I suffered a compound fracture of the eye orbit. The degree of contusions, lacerations and hematomas that I suffered I simple simply cannot remember. Two decades later, I was given a CT scan to examine a possible concussion.
I was told I had “significant scarring and dead tissue” on my frontal lobe.
When the injury first occurred, I was eventually taken to Moncton General for my first ever CT and the surgery that it was deemed absolutely necessary. The surgery was performed by Dr. Gorman, if memory serves. A couple months later I would return to be examined primarily for how I was healing. It would be my last medical meeting related directly to my head injury until I suffered my second some 25 years later. Years of confusion and struggles reside between the two.
The second injury occurred late at night, outside a bar in Calgary. Three men were harassing a young woman aggressively. I intervened. They turned their attention to me, and I did not fare well. I awoke the next day in Foothills Hospital. My injuries consisted of “a stable small right epidural hematoma, left temporal contusion, and scattered subarachnoid/subdural hemorrhage”. Thankfully the young lady was unscathed.
Over the next 6 months the neurology team at Foothills Hospital and the C.A.R. team (Community Accessible Rehabilitation) at Sheldon Chumir Hospital oversaw my recovery with a compassionate devotion that I will forever be grateful for.
Changes that occurred from the brain injuries
From the first trauma through to the second inclusively (it exasperated the situation), I have had significant trouble with risk assessment and emotional reactions. After the second, my ability to absorb and retain new information has suffered.
Thanks to the counselling and therapy under the C.A.R. I have developed the tools to navigate life better than expected.
I was able to return to my career in culinary nearly to the level I left. I was given the support needed through the therapists, doctors, friends, and family to continue to reclaim my life as I knew it. Well, to close enough proximity as to tone down the yearning for a time before.

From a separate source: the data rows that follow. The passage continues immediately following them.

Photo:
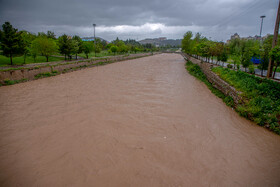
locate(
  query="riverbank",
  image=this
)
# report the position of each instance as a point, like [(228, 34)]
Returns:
[(142, 122), (252, 97), (13, 75)]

Though the years of self-medicating something I didn’t understand after the first trauma are indeed regrettable, at least I can take comfort in now knowing that I was not cognitively aware of my situation and many of my misdeeds and mistakes were to some extent beyond the scope of my full control. I also draw great comfort from the knowledge that it could be so much worse.
A project I am working on
I am currently finishing a book about my life with TBI which will be self-published in early 2023. In it, I discuss my trials and triumphs. The process has been long and arduous, but also cathartic and helpful. It’s been a project that has improved my life. Admittedly, I am anxious about its release.
Advice to other survivors
There is a chapter about a simple sign I made to hang on my bedroom door. It read “Do The Things”. It is my mantra and my advice. Do the work to improve when and if you can; exercise both physically and mentally, maintain relationships, take time to enjoy life, and so on. Do the chores and errands when you can. Create and express. Listen keenly to your doctors and therapist, friends, and family.
Do all the little things that will in time improve the situation that you have found yourself in. It’s worth it. You are worth it.